After a psychiatrist (Peter Stormare) fails to answer her questions—indeed, we have reason to believe he will do her more harm than good—Linda consults a priest (Jude Ciccolella) she once knew to find out why her own personal timeline is so messed up, and he offers the bizarre theory that people who leave the church become “empty vessels” through which “unexplained phenomena” begin to express themselves. So is all of this a punishment from God? Or is all of this the work of untamed supernatural forces? Either way, if belief in God is supposed to protect people from this sort of thing, it is remarkable that Linda doesn’t seem to turn to him for help.
And where is this all going? Suffice to say the filmmakers work themselves into a bit of a corner, and the world depicted in this story owes more to the cruel, ironic fatalism of ancient Greek myths than it does to the liberating hope of the Christian gospel. And it doesn’t help that the positive elements that are there require us to overlook huge gaps in the narrative, both in terms of how Linda experiences the world around her, and in terms of the objective chronology in which everyone else lives. (I could say more, but it would mean getting into spoilers in a big way.)

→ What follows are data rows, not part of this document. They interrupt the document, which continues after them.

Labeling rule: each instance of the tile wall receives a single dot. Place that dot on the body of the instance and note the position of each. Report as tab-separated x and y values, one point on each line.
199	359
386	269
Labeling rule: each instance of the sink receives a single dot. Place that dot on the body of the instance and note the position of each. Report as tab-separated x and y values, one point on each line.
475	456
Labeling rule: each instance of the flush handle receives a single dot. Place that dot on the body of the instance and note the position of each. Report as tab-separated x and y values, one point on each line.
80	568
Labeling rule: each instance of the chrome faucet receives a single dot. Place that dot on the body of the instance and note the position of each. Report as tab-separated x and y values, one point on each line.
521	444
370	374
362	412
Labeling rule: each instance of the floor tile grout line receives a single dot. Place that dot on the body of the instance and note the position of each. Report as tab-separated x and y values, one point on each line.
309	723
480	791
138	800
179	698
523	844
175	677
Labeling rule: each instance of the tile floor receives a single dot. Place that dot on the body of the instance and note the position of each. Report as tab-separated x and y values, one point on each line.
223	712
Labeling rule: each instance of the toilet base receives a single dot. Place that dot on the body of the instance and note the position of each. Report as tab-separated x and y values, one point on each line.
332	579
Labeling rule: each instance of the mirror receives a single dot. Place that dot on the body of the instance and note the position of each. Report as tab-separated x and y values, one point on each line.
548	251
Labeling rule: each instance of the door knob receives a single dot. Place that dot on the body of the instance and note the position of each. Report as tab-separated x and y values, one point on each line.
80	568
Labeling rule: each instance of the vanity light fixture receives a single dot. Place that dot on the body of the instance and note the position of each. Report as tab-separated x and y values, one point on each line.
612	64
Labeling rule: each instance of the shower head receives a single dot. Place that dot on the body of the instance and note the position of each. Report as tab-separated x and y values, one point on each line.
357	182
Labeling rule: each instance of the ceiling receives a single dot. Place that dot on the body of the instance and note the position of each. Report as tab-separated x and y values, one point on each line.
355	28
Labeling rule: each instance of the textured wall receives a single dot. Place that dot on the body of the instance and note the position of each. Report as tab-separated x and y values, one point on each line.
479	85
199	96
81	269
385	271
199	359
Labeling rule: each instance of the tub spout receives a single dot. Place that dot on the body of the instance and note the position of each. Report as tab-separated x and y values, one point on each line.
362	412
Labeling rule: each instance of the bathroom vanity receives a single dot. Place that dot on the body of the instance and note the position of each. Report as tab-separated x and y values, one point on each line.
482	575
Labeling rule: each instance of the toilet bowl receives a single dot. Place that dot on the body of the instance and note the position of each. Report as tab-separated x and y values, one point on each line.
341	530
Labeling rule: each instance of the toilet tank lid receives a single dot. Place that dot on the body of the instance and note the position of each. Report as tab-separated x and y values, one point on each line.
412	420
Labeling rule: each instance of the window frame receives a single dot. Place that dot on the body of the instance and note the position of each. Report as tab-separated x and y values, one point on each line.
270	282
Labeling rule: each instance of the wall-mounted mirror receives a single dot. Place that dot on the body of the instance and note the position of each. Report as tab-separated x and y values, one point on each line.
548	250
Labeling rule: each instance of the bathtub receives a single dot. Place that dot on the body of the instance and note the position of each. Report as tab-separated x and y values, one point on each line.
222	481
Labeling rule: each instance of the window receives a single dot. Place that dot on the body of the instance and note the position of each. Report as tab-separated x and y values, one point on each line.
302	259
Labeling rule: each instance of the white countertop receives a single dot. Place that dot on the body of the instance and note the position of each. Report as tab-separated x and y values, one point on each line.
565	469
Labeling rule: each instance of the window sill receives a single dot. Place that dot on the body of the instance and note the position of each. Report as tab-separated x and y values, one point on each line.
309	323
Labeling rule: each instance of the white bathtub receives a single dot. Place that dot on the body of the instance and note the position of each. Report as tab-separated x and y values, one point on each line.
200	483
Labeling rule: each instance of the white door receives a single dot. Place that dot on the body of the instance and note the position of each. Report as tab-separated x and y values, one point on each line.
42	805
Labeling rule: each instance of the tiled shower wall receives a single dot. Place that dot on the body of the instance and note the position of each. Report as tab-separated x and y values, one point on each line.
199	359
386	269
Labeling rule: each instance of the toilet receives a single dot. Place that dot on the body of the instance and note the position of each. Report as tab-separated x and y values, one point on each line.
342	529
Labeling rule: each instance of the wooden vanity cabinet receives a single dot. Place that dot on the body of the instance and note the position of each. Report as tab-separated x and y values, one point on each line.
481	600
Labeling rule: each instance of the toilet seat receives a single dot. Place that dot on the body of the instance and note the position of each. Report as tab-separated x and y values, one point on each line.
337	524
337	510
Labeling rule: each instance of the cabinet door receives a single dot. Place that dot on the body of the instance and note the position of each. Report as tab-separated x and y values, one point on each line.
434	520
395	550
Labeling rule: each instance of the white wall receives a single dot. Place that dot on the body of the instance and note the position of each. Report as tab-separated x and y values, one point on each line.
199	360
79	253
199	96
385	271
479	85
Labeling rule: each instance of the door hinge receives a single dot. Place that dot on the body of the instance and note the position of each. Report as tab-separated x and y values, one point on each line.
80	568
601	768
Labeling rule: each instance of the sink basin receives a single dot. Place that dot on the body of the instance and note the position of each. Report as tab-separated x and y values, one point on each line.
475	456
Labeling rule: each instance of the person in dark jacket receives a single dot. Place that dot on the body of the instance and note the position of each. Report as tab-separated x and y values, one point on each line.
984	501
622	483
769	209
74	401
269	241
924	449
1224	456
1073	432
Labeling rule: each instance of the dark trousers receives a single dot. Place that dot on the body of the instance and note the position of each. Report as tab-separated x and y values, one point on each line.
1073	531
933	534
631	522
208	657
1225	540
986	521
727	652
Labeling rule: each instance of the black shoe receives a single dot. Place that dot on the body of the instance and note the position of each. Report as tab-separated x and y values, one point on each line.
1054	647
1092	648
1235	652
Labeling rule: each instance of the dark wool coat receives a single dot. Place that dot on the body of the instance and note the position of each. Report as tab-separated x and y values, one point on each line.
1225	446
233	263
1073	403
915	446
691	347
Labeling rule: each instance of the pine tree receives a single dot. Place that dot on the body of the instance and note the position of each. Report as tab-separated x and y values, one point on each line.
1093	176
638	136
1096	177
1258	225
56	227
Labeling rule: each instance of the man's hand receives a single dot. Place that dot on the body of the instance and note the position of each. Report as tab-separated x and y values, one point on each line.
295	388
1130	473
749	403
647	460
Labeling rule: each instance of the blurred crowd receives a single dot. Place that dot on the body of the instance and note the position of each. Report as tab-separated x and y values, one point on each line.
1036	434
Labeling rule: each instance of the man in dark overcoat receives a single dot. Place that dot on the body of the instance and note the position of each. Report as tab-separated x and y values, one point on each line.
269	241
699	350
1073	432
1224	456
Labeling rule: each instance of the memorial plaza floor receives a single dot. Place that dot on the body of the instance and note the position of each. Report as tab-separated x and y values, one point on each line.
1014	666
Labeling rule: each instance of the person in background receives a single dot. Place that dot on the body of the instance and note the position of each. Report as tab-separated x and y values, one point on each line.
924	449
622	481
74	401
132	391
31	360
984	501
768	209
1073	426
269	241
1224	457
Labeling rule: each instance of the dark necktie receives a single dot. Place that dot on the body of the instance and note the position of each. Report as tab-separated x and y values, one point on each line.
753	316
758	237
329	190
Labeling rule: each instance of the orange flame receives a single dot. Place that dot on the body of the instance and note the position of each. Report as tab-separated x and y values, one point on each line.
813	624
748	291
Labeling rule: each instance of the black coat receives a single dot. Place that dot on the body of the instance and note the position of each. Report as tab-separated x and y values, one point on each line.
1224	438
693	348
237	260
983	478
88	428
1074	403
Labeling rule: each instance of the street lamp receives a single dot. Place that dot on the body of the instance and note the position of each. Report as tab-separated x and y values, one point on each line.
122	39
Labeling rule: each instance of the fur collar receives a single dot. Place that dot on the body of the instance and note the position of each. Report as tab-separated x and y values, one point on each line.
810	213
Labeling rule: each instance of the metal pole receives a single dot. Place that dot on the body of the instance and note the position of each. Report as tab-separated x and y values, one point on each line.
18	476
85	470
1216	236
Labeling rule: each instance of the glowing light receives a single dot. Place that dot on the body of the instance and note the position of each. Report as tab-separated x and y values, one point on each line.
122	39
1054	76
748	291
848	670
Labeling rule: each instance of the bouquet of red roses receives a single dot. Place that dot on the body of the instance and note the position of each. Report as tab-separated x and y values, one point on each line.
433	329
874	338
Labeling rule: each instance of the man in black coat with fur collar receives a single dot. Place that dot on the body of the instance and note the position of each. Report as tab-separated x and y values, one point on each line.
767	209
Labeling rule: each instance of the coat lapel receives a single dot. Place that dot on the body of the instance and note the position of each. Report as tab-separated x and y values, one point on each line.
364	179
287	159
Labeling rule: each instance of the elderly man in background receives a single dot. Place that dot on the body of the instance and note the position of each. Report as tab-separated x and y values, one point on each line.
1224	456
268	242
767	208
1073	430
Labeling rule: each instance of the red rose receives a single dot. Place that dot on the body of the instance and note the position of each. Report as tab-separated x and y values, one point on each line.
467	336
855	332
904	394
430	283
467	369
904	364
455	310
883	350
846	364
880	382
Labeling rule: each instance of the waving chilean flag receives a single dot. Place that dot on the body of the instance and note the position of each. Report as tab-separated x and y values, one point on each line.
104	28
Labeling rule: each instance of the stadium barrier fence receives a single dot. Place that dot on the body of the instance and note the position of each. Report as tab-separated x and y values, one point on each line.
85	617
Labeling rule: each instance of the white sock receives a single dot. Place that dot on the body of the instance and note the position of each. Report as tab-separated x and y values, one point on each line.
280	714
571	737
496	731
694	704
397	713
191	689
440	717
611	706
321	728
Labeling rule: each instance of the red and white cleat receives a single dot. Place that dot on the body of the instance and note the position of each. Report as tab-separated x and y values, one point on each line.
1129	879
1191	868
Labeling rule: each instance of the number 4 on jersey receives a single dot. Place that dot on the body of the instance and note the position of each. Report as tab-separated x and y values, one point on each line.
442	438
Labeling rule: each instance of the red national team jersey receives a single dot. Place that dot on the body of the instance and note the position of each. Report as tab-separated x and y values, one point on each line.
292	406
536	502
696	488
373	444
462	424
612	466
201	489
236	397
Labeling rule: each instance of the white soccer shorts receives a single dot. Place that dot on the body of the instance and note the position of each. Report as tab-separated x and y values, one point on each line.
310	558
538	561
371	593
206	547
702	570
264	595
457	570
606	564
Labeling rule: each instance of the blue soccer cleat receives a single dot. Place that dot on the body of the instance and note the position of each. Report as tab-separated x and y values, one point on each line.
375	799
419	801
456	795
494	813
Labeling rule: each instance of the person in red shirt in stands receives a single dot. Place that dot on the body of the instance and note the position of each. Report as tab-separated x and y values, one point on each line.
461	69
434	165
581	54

Director Mennan Yapo, a German making his first English-language film, has a taste for the macabre that sometimes threatens to go over-the-top—a severed head rolling in the street, a swarm of insects packed inside a garbage bin and just waiting to be let out (but how did they get in there in the first place?), and so on. But for those who can get past the grim bits, Premonition has its merits, as a film about the need to love one’s spouse today, for you never know what tomorrow will bring.
Talk About It
Discussion starters- Do you believe the future is fated? Do you believe you would have the free will to change the future even if you could see it? How is prophecy treated in the Bible? When is the future set in stone, or open to change? (See 1 Samuel 23:7-13.)
- Linda wonders if Jim was “supposed” to die even if he hadn’t actually cheated on her yet. “Maybe the fact that he was intending to was enough,” she says. What do you think? Are intentions just as bad as actions? Is it possible to change a course of action before you actually do what you intended to do?
- Linda asks, “If I let Jim die, is that the same thing as killing him?” What do you think? Would it be wrong of her to accept Jim’s death before it happens?
- Do you think people face special dangers if they don’t believe in God? Does belief in God protect us from supernatural attack? Might it invite supernatural attacks?
- How should we understand “unexplained phenomena” in light of Christian faith? What “unexplained phenomena” have you encountered within the church?
The Family Corner
For parents to considerPremonition is rated PG-13 for some violent content (a fatal car accident, a girl cuts herself in another accident), disturbing images (a dead crow, a swarm of insects, a close-up on a needle being injected into somebody, a severed head falls out of a casket—though the latter bit is more suggested than shown), thematic material (discussions of possible marital infidelity, a scene of a married couple cuddling in bed after sex) and brief language (about half a dozen four-letter words).